In a long-awaited final environmental impact statement, it picked Juniper Butte: the farthest of three proposed sites from the Duck Valley Indian Reservation on the Nevada border.
At the same time, the Air Force plans to stretch military air space to cover the Jack’s Creek area, a move opposed by environmentalists because of its bighorn sheep population.
Craig Gehrke, the Wilderness Society’s Idaho director, said he expects environmentalists to file suit and fight the project in Congress.
Expansion of training for Mountain Home Air Force Base is scheduled to begin late this year, Idaho’s congressional delegation said in a joint announcement Thursday of the final impact statement.
The aim is to give pilots of the base’s 366th Composite Wing more realistic practice for war without having to fly to existing ranges in Utah and Nevada.
The plan awaits a final Air Force decision March 9.
The new proposal was attacked by conservationists, who have been fighting a series of progressively smaller ranges for one of the last large wild areas left in the country.
The latest plan is the first to reach the final stage: A 25,000-acre range in the Owyhee Canyonlands was dropped by the Air Force in 1995 after fierce opposition.
“The bombing range and supersonic battlefield still negatively impact wildlife and recreation,” said Roger Singer, of the Sierra Club’s Middle Snake Group. “It still creates more low-level and supersonic flights over a couple million acres of Idaho.”
Jets from Mountain Home practice at the 109,000-acre Saylor Creek Training Range south of the base.

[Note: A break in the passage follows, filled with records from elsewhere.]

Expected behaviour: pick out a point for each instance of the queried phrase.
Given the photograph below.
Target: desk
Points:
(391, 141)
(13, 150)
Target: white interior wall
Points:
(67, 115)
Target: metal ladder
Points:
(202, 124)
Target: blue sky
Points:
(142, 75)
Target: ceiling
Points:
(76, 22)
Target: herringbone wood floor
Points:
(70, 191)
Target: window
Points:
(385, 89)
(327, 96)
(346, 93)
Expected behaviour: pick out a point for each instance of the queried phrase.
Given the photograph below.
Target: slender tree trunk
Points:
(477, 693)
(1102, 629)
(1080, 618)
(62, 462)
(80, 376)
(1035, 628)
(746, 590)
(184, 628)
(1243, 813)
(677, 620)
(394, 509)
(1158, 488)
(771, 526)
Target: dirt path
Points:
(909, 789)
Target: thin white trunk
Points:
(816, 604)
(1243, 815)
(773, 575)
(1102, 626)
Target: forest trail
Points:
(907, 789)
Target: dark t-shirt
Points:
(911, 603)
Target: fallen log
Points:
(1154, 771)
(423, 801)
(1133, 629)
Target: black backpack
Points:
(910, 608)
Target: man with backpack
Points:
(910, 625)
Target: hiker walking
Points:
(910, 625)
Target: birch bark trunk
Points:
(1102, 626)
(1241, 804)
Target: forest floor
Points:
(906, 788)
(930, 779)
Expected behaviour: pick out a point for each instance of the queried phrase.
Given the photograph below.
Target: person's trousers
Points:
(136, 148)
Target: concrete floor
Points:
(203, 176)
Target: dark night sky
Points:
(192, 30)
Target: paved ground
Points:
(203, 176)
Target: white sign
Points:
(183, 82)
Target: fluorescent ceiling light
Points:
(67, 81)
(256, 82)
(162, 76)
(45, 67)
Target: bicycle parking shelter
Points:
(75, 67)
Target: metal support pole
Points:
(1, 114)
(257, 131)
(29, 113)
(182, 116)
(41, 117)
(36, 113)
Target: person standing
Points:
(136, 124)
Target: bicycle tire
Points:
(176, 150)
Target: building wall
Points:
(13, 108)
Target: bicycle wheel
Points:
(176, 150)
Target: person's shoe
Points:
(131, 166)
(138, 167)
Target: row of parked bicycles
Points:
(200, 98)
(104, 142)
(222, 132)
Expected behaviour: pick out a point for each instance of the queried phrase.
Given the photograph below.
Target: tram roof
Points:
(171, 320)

At public hearings in June, the Air Force proposed three sites: Juniper Butte, 25 miles southeast of Saylor Creek; Clover Butte, 22 miles south of Saylor Creek; and Grasmere, 20 miles north of the Duck Valley reservation.

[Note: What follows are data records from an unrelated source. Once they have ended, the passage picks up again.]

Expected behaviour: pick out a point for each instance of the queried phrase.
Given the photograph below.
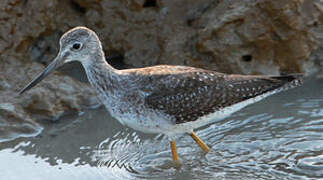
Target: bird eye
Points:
(77, 46)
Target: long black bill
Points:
(50, 68)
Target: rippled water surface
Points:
(280, 137)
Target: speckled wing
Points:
(190, 95)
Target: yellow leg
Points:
(199, 141)
(174, 151)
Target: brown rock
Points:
(230, 36)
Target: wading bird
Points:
(163, 99)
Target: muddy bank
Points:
(249, 37)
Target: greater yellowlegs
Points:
(163, 99)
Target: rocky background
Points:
(248, 37)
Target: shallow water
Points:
(280, 137)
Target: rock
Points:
(14, 123)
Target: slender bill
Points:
(50, 68)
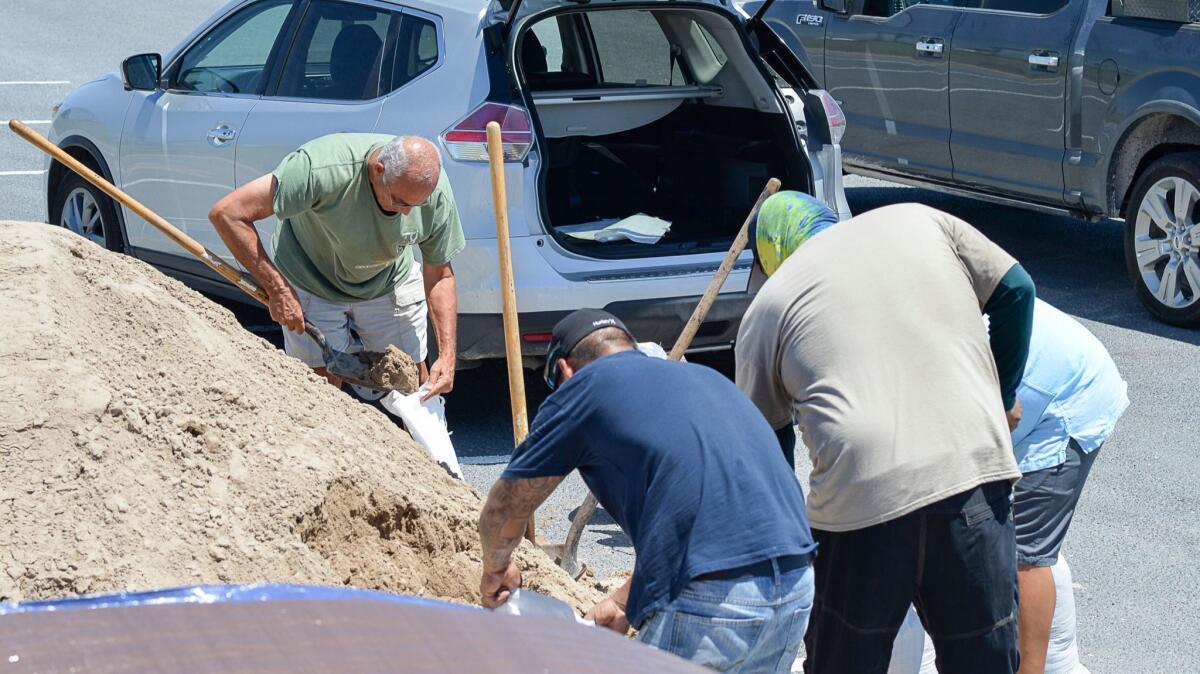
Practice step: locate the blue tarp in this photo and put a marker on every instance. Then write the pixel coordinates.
(225, 594)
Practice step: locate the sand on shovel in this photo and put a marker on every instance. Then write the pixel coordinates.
(148, 440)
(391, 369)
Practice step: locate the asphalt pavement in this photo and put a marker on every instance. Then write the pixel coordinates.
(1134, 542)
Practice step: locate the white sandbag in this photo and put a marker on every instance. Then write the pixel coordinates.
(1062, 656)
(426, 422)
(913, 650)
(528, 602)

The Shoshone-Paiute Tribes long have complained about sonic booms from supersonic flights.
Col. Billy Richey, training expansion project officer, said the Air Force eliminated the Grasmere site because of its proximity to the reservation.
Clover Butte was closer to the Bruneau-Jarbidge rivers canyon, a prime recreation area, so Juniper Butte had the least impact, he said.
The Juniper Butte site was added as an option upon the recommendation of the Bureau of Land Management in 1996. Richey said impacts on recreation in the Little Jack’s Creek area would be reduced by a ban on flights below 5,000 feet on weekends in May and June.
Congress would have to pass legislation submitted by the BLM to set aside the site’s 12,000 acres for military use. Construction would start in 1999, Richey said, and would take about three years.
xxxx WHAT’S NEXT For the Air Force training range to go forward, Congress will have to pass legislation submitted by the BLM to set aside the site’s 12,000 acres for military use. Construction would start in 1999, and would take about three years.